The first installment mainly covered the technical side of things, like the limits and configuration options. This next part looks at how to use all the technical considerations we checked out in part one to effectively design serverless and Lambda systems.
By the end of this post, you should have a good understanding of the key considerations to keep in mind when designing around AWS Lambda. Let’s dive in. If you have checked out Part one, pop over and have a read before getting stuck into part two.
This is an article written for Jefferson Frank, it can be found here or on my blog.
General design considerations
9) Types of AWS Lambda errors
How you handle errors and failures all depends on the use case and the Lambda service that invoked the Lambda.
There are different types of errors that can occur:
- Configuration: These happen when you’ve incorrectly specified the file or handler, or have incorrect directory structures, missing dependencies, or the function has insufficient privileges. Most of these won’t be a surprise and can be caught and fixed after deployment.
- Runtime: These are usually related to the code running in the function, unforeseen bugs that we introduce ourselves and will be caught by the runtime environment.
- Soft errors: Usually not a bug, but an action that our code identifies as an error. One example being when the Lambda code intentionally throws an error after retrying three times to call a third-party API.
- Timeouts and memory: They fall in a special kind of category as our code usually runs without problems, but it might have received a bigger event than we expected and has to do more work than we budget for. They can be fixed by either changing the code or the configuration values.

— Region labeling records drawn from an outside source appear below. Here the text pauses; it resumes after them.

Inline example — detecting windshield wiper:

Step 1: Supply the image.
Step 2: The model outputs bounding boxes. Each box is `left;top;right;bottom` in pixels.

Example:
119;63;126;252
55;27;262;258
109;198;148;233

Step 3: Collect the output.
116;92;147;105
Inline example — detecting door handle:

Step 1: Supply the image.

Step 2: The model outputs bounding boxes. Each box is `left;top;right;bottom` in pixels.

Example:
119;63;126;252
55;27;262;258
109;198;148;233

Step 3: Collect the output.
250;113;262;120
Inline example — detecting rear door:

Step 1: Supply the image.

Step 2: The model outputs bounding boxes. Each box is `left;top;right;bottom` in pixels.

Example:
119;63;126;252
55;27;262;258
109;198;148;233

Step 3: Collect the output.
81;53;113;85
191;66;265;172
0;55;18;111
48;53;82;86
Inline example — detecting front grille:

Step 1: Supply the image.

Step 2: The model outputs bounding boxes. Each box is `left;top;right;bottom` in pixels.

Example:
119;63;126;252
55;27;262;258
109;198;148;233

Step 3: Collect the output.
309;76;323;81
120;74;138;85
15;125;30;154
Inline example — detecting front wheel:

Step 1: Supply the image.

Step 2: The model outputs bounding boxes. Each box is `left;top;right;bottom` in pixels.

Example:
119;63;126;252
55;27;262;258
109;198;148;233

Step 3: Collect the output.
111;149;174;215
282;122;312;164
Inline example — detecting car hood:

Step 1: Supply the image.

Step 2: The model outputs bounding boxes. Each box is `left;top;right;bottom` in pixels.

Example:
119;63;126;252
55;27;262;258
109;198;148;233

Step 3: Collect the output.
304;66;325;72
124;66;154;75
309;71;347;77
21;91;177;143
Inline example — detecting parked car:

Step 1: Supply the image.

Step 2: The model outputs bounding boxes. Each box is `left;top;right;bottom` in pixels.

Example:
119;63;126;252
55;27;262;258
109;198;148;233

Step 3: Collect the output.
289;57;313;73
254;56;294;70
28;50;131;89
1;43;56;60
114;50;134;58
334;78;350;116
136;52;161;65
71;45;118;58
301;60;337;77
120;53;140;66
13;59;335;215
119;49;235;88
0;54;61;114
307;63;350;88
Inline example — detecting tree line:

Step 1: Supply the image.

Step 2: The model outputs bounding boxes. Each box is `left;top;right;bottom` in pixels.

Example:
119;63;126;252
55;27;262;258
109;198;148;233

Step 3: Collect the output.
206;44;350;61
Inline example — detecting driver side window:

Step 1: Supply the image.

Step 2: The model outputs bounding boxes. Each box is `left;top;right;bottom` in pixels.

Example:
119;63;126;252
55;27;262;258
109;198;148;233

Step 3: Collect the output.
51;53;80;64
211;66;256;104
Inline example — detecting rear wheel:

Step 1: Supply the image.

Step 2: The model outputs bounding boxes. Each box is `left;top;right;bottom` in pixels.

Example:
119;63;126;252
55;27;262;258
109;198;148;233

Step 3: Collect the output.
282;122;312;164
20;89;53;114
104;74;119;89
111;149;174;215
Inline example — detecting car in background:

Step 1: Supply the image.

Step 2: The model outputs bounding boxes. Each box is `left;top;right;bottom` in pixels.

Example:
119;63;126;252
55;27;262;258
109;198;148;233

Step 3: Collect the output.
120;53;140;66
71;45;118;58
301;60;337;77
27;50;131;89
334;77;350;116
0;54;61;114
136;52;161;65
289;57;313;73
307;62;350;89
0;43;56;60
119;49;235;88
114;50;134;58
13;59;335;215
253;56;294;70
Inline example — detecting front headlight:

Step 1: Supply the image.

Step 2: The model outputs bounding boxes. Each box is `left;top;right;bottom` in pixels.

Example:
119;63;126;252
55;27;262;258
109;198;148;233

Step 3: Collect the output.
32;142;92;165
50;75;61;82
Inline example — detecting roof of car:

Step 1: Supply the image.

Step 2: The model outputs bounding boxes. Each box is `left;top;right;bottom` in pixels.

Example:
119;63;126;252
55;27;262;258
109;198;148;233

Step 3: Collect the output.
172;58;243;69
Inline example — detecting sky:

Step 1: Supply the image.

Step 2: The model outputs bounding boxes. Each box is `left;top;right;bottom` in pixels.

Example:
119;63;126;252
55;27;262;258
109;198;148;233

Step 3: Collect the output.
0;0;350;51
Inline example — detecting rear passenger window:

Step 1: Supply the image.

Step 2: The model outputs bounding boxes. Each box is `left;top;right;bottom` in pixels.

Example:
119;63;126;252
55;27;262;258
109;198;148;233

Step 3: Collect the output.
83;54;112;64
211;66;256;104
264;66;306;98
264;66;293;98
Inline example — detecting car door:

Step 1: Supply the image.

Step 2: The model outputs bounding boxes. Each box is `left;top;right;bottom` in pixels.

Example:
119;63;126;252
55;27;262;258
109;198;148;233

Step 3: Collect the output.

Remember—certain errors can’t be caught by the runtime environment. As an example, in NodeJS, if you throw an error inside a promise without using the reject callback, then the whole runtime will crash. It won’t even report the error to CloudWatch Logs or Metrics, it just ends. These must be caught by your code, as most runtimes have events that are emitted on exit and report the exit code and reason before exiting.
When it comes to SQS , a message can be delivered more than once, and if it fails, it’ll be re-queued after the visibility timeout and then retried. When your function has a concurrency of less than five, the AWS polling function will still take messages from the queue and try to invoke your function. This will return a concurrency limit reached exception, and the message will then be marked as being unsuccessful and returned to the queue—this is unofficially called “over-polling.” If you have a DLQ configured on your function, messages might be sent there without being processed, but we’ll say more about this later.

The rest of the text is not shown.